According to Iranian media, the regime had this week canceled plans to free Iranian-British prisoners, including Zaghari-Ratcliffe, who has been detained for five years.

The 43-year-old project manager for the Thompson Reuters Foundation was first jailed on a visit to Iran in 2016 after being found guilty by the regime of “plotting to topple the Iranian government,” a charge she denied.

Zaghari-Ratcliffe was sentenced to a further year in prison after being found guilty of propaganda against the government in April.

Richard Ratcliffe, the husband of jailed British-Iranian aid worker Nazanin Zaghari-Ratcliffe, sits with his daughter Gabriella during a news conference in London, Britain October 11, 2019. (Reuters)

A turn for the worst

Her husband said that this week’s events including an attack on an oil tanker in the Gulf of Oman that killed a British citizen signal a turn for the worst.

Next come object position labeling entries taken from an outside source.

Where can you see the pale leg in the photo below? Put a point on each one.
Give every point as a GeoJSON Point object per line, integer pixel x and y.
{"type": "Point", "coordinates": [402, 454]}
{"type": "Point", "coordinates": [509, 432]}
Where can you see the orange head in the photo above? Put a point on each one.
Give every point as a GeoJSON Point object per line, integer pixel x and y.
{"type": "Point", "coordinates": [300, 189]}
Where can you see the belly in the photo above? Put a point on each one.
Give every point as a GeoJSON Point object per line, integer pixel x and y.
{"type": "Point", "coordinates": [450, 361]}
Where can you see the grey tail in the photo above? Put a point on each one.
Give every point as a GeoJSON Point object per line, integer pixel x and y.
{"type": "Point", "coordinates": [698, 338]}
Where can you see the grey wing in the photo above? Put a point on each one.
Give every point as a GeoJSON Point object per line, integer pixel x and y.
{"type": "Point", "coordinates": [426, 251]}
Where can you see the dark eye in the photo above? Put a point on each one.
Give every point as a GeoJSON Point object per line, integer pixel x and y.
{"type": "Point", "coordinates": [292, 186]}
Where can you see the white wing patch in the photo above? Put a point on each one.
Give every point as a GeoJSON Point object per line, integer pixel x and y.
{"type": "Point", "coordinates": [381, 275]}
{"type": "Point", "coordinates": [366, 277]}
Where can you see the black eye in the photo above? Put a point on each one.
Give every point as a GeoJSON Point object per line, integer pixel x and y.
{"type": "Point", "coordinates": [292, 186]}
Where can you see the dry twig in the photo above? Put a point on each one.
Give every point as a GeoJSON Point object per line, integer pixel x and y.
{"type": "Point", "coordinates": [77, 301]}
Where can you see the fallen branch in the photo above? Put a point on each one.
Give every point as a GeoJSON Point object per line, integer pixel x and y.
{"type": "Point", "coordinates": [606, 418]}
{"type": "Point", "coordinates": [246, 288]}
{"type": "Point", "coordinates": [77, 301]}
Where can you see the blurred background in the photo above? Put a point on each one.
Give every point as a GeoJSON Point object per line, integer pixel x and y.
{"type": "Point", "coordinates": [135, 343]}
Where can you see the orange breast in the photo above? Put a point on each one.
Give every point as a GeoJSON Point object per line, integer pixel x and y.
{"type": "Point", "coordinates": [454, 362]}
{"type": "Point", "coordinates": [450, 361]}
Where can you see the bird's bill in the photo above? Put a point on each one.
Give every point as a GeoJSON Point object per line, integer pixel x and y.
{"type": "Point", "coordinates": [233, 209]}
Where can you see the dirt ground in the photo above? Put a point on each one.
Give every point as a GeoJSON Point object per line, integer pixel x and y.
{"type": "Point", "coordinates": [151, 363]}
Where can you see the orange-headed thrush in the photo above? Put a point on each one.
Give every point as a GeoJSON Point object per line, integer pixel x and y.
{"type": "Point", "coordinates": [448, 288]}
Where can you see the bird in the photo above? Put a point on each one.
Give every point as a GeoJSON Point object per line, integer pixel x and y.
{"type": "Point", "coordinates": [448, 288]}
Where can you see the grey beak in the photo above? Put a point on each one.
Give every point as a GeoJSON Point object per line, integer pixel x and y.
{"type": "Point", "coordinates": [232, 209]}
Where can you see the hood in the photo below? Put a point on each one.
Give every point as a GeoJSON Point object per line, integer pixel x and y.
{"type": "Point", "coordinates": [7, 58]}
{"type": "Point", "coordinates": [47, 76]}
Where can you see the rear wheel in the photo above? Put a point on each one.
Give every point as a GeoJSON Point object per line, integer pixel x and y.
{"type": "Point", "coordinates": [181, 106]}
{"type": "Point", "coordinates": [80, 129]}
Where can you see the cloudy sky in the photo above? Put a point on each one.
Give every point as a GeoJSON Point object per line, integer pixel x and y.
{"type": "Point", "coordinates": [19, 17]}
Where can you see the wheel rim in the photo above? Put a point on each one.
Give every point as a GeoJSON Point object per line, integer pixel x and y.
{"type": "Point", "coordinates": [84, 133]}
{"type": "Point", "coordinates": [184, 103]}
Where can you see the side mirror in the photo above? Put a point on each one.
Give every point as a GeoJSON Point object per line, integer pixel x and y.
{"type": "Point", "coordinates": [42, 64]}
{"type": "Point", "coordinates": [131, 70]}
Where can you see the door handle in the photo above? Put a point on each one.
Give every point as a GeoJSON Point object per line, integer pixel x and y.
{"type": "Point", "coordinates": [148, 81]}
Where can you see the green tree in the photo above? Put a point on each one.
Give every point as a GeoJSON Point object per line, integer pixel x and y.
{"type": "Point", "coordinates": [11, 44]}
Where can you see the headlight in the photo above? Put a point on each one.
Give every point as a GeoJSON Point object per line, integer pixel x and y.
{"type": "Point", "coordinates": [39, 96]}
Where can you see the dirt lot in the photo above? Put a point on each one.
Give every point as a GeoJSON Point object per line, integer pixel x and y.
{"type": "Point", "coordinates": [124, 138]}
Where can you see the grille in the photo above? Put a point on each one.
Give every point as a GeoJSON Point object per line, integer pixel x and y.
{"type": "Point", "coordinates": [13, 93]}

The attack is widely believed to have been carried out by the Iranian government, which has denied any involvement.

“We have been relatively quiet these past months, waiting and hoping that the government’s negotiations with Iran would finally deliver,” he said.

“But this week’s events – Iran’s announcements that hostage negotiations are again on hold, and the attacks on shipping that resulted in two lost lives – were a signal that things have again turned for the worse with the change of government in Iran.”

Ebrahim Raisi, the country’s new president, took office just 24 hours before the request to the UN.

Iran and the UK are in discussions over a $555 million (£400 million) debt that the UK owes for failing to deliver tanks the previous regime purchased in the 1970s. The government claims that the talks are not linked to her detention.

Zaghari-Ratcliffe’s husband says he met foreign secretary Dominic Raab this week, who insisted that the negotiations had come close and that he was determined not to leave any British citizens behind.

“I told him I feared the tide had turned, and that a summer of drift would become an autumn in court,” Ratcliffe said.

“I see that now as inevitable, unless the UK and the international community takes a much firmer stand against state hostage-taking and calls it out as a crime.”

An “urgent action request and individual complaint” has been filed on Zaghari-Ratcliffe’s behalf asking the UN to discuss the case with both governments through its arbitrary detention working group.

Iran’s revolutionary court is also due to hear an appeal against her second conviction.